全国の皆さまから寄せられた5,128通の「“こころ”のメッセージ」を盛り込み、
平成23年11月6日(日)の閉会式にて発表しました。(メッセージの最終応募総数は5,246通)
発表は京都府内の中高生の代表が日本語・手話・英語で行い、「未来に伝えたい大切な“日本のこころ”は何か、それを問いかけ続けることが大切ではないか」と、世界に向けてメッセージを発信しました。
太平洋の湿潤な季節風を受け、突発的な台風にみまわれる夏。シベリア大陸からの季節風を受けて大雪にみまわれる冬。熱帯から寒帯につながる列島に暮らす私たちは、古来、それらの自然に畏敬の念を持ち、農業や漁業を営んできました。
自然は、時に恵みを与え、時に脅威となり、人々はそうした自然と共生しながら、日本特有のこころを育んできました。
東日本大震災では、多くの方々が、家族や大切な人を、住む家や街を、そして大事な故郷を一瞬にして失い、想像を絶する哀しくつらい体験をされました。
私たちは、その自然の力を前に人間の無力さを感じるとともに、被災された人々が、その極限的な状況においても、けっして利己的にならず、思いやりと感謝の気持ちで、互いに助け合いながら生きていこうとされる姿に、そして、その不屈の精神に深い感銘を受けました。
私たちが、今、そして未来に向かって伝えていかなければならない、もっとも大切な精神の一つがそこにあったのです。
一方で、私たちが向き合う自然は、とても変化に富んだ豊かな四季を繰り広げます。 私たちの先人は、その自然の変化やそこに生きる人間の機微を敏感に受け止め、独自の美意識と伝統的な文化を育んできました。
人間の「はかなさ」や「弱さ」にも向き合い、そこから、傲慢さや華美を戒める文化を深めてきました。一見粗末なものや古びたものに新しい価値を見つけ出す「わび」「さび」の精神や、「始末する」という浪費の戒め、足りない中に充足を発見していく境地などにも、伝統的な精神を見つけることができます。
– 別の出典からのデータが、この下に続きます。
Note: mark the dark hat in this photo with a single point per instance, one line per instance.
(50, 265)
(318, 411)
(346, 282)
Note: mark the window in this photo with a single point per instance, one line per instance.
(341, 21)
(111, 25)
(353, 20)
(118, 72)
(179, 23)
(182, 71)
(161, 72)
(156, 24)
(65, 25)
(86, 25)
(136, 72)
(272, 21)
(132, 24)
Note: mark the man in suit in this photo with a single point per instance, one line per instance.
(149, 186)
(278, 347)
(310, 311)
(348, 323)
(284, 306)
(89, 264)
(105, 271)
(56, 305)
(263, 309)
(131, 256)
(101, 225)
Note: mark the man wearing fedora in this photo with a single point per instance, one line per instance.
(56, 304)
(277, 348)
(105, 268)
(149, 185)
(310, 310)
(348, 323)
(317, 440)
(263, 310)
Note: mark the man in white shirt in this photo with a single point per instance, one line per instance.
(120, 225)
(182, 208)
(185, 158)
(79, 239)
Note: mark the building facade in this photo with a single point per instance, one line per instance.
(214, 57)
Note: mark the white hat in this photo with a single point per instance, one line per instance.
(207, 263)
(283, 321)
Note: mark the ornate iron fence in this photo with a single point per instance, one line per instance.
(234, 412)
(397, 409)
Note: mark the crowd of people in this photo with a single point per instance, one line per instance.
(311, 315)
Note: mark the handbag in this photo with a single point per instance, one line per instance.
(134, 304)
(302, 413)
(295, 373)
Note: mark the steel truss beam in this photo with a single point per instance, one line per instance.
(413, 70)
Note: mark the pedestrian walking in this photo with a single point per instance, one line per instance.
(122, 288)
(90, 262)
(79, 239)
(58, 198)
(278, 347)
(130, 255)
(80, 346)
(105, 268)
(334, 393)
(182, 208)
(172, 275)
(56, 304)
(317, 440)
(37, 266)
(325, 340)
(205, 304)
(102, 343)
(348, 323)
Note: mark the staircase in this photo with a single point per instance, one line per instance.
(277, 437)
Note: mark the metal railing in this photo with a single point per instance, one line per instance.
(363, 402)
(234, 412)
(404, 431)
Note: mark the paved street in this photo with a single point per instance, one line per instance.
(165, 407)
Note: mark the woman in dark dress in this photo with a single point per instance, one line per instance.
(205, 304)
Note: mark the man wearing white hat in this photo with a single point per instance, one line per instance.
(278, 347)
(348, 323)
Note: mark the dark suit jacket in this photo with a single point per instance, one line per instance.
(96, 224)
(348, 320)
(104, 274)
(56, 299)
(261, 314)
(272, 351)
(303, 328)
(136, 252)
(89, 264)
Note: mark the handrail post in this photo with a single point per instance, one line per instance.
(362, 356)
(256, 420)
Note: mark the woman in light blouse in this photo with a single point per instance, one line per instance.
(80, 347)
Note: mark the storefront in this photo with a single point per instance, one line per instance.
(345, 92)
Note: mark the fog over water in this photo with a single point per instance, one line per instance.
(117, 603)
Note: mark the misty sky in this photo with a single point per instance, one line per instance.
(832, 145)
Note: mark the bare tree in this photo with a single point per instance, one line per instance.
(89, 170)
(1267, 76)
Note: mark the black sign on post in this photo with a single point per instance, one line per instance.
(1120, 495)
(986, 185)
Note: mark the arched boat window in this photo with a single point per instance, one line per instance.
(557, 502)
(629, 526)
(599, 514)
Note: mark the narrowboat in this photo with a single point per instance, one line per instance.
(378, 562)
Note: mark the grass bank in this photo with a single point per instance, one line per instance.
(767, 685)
たとえば、「急須でお茶を入れて飲む」という行為、それは、単にお茶を飲んでのどを潤すだけではなく、茶碗にお湯を注いで適温になるのを待つなどの「段取りの時間」を持つことであり、そういった時間の中に「こころを整える」という知恵が込められてきたのです。
2011年秋、京都で開催された国民文化祭。
私たちは今、開催テーマ「こころを整える」という「こころのあり方」について、改めて自分の心の中に広がってゆく大きな波紋を見つめています。
社会の激しい変化の中で、便利さや快適さのみを追いかけて、私たちは、何か大切なものを見失ってはいないでしょうか。
人間の限界を見失い、「自然を支配できる」といった思い上がりに陥ってはいないでしょうか。
全国から寄せられた5,128通の「こころのメッセージ」。
皆さんからのメッセージを受け止めて強く思います。
最も大切なことは、この問いかけを私たちが持ち続けることではないか、と。